Politics and the Life Sciences
- Language: English
- Edited by: Gregg R. Murray

Publication details
- History: 1982-present
- Publisher: Cambridge University Press
- Frequency: biannual

Standard abbreviations
- ISO 4: Politics Life Sci.

Indexing
- ISSN: 0730-9384 (print) 1471-5457 (web)
- LCCN: 2001227164
- JSTOR: 07309384
- OCLC no.: 46368130

Links
- Journal homepage;

= Politics and the Life Sciences =

Politics and the Life Sciences (PLS) is a peer-reviewed academic journal that was first published in 1982 with Thomas Wiegele as the editor. It is published by Cambridge University Press on behalf of the Association for Politics and the Life Sciences.
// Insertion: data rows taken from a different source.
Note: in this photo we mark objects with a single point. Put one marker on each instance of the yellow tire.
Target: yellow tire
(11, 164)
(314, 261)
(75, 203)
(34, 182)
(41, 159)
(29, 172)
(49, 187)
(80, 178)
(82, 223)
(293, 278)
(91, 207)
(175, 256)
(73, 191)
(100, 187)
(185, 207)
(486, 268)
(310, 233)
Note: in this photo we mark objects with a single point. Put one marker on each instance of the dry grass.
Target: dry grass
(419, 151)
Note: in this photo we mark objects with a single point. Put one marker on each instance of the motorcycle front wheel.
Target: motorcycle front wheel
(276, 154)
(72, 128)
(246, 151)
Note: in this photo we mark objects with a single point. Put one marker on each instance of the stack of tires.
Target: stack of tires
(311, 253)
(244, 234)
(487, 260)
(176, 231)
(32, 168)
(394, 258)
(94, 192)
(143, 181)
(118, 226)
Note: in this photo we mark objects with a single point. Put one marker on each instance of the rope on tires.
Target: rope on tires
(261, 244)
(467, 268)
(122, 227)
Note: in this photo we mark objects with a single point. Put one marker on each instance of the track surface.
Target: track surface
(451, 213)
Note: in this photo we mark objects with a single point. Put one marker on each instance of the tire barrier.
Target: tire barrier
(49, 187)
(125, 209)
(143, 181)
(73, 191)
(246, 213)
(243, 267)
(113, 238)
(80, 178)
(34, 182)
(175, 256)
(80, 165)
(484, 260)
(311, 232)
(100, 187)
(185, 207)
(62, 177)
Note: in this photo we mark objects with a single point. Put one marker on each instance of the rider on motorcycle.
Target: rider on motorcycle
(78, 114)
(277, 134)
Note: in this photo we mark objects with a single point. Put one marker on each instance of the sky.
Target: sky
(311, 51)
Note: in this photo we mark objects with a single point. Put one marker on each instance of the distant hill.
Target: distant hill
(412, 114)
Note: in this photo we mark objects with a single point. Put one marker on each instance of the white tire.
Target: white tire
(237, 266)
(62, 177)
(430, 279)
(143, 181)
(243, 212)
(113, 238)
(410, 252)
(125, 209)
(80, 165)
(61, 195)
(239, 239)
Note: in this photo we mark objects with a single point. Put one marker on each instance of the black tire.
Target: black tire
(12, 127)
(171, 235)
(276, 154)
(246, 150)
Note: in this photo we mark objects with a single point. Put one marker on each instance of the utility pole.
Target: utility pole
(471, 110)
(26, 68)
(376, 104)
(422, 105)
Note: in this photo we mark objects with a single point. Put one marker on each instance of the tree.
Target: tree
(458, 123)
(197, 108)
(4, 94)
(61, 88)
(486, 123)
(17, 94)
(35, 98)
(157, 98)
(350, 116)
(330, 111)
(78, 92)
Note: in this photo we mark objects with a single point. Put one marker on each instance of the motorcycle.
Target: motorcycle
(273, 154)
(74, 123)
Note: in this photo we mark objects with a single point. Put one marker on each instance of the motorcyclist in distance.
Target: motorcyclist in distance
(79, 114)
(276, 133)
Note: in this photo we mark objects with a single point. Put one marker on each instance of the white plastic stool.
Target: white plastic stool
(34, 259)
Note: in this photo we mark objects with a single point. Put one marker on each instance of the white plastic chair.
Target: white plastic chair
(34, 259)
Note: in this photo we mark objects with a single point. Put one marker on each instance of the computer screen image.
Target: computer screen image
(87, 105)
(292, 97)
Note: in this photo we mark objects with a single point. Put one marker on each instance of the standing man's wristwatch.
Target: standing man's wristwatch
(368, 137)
Broadly speaking, PLS seeks to promote and disseminate peer-reviewed research on the relationship between biological mechanisms, broadly construed, and political behavior and institutions. It publishes rigorously conducted empirical research, both quantitative and qualitative, that tests clearly articulated theoretical assertions and rigorously argued theoretical essays that are intended to stimulate further scientific research. The journal welcomes the submission of full-length research articles and short research notes, meta-analyses, replications, introductions to new research tools, theoretical essays, and letters.

== Editors ==
- 1981-1991 : Thomas C. Wiegele, Northern Illinois University
- 1991-2001 : Gary R. Johnson, Lake Superior State University
- 2001-2008 : Robert Hunt Sprinkle, University of Maryland
- 2008–2016 : Erik P. Bucy, Indiana University
- 2017–2020 : Margaret E. Kosal, Georgia Institute of Technology, and Tony E. Wohlers, Cameron University
- 2020–present : Gregg R. Murray, Augusta University

== Indexing and archiving ==
The journal is indexed by International Political Science Abstracts and partially indexed in MEDLINE.

In January 2007 the journal was added to BioOne as part of its second collection BioOne.2, and in October 2008 it was added to JSTOR with a 3-year moving wall.